Skiing at Cooper is cheap on the reg, but they host special pricing throughout the week. They really want families and people to have affordable access to skiing.
- 2Fer Tuesdays, where you get two lift tickets for the price of one adult lift ticket ($62). This special runs through the end of February.
- Wednesday is Senior Day! Seniors from 60-69 get lift tickets for only $30. Seniors from 70-79 only pay $20 for a lift ticket. And for those 80+, lift tickets are always free. This special runs for eight weeks.
- $30 Thursdays with $30 lift tickets and live music from 3 p.m. to 5 p.m. at Katie O'Rourke's Irish Pub.
- Live music on Thursdays and Saturdays through the season plus a couple bonus Sundays on holiday weekends.
There is something freeing and relaxing about sleeping in a yurt at the very top of the Continental Divide. The sleep yurts are unimaginable. They have views you will want to etch in your soul and never forget. The surroundings are so peaceful. So serene. And the staff is so accommodating. When you arrive, the team takes your luggage by snowmobile (and you, or you can ski, bike, hike or stroll).

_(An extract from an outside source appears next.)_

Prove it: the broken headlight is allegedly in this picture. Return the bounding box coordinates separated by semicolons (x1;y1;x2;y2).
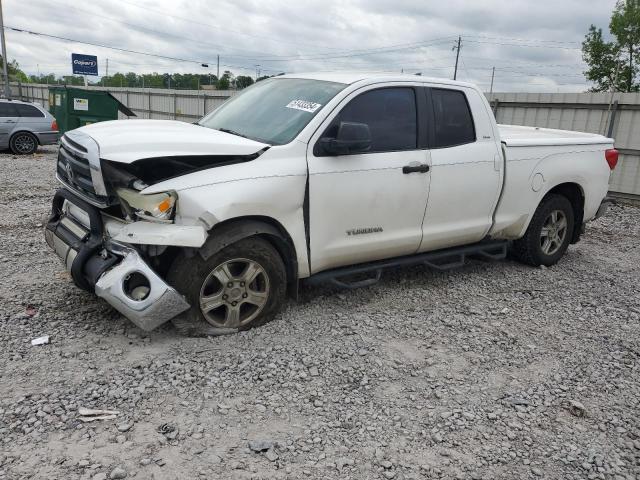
116;188;178;223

The yurts sleep six and are fully heated by a wood stove. The yurts have outhouses with compostable toilets. The water is brought in with your luggage.
They have a kitchen with a propane burner, complimentary coffee, hot cocoa and tea. You can bring food to cook, use room service, or go to the cookhouse for a five-course full-service dinner. I chose to mix my rustic living with my upscale living and enjoyed a dinner at the cookhouse.
I snuggled up, confident from my long day of skiing, put on my headlamp, and walked by the light of the full moon down the well-groomed snowy forest to my destination, the Cookhouse, a giant yurt, delightfully lit by candlelight, and warmed by a wood stove. As I approach, I see a large fire pit blazing in the front for the early guests to gather.
I stepped inside, and slipped off my warm clothes. I had a table for one and dinner plans to celebrate my accomplishments. My neighboring table invited me to join them. They were a group of friends who met in Mexico and visited Colorado a few times a year. Carrie was the organizer of their plans that night, and she was a local. She takes all of her out-of-town guests to these dinners for the experience. The night was vivacious as everyone enveloped into the cozy mountain yurt atmosphere. The staff was impeccable and served course after course as we all discussed travel and life. I felt as if I traveled around the globe just listening to the group. They all had such a deep connection to one another, and it was an honor to be a part of their evening.
I am a vegetarian and gluten-free. The menu and servers are very in tune with special requests, so it was no issue. My fellow new friends had Colorado Rack of Lamb with Fresh Mint Chimichurri, Barramundi with Dill Cream Sauce, Grilled Elk Tenderloin with a Wild Blueberry & Sage Port Reduction, and Oven Roasted Pheasant. I had Pan Seared Risotto Cakes. They have exquisite wines and both warm and cold specialty cocktails.
The guest came from Vail and had to ski, snowshoe, or hike from the Nordic Ski Center to the yurt. You cannot drive there. The dinners and lunch are by reservation. They often host special gatherings including weddings. The evening was intimate and quite unique. I would say they host a professionally staged evening, and the staff is trained in elegance.
I returned via the moonlight to my snuggly yurt. The path was so lit I did not need a lamp. (The center hosts monthly full moon parties with transport from the ski resort on ski cat which I want to attend).
The wind in a big snowfall sounds like soft waves in the ocean as it hits the canvas. There is a constant drifting, an ebb and a flow of nature. There is nothing more remarkable. Add a roaring fire and all the worries in the world start to melt away like the snow from the skylight.
The presence of the night sky emerges. I think of one more day of skiing. One more notch on my belt. Lucky and happy to live this life.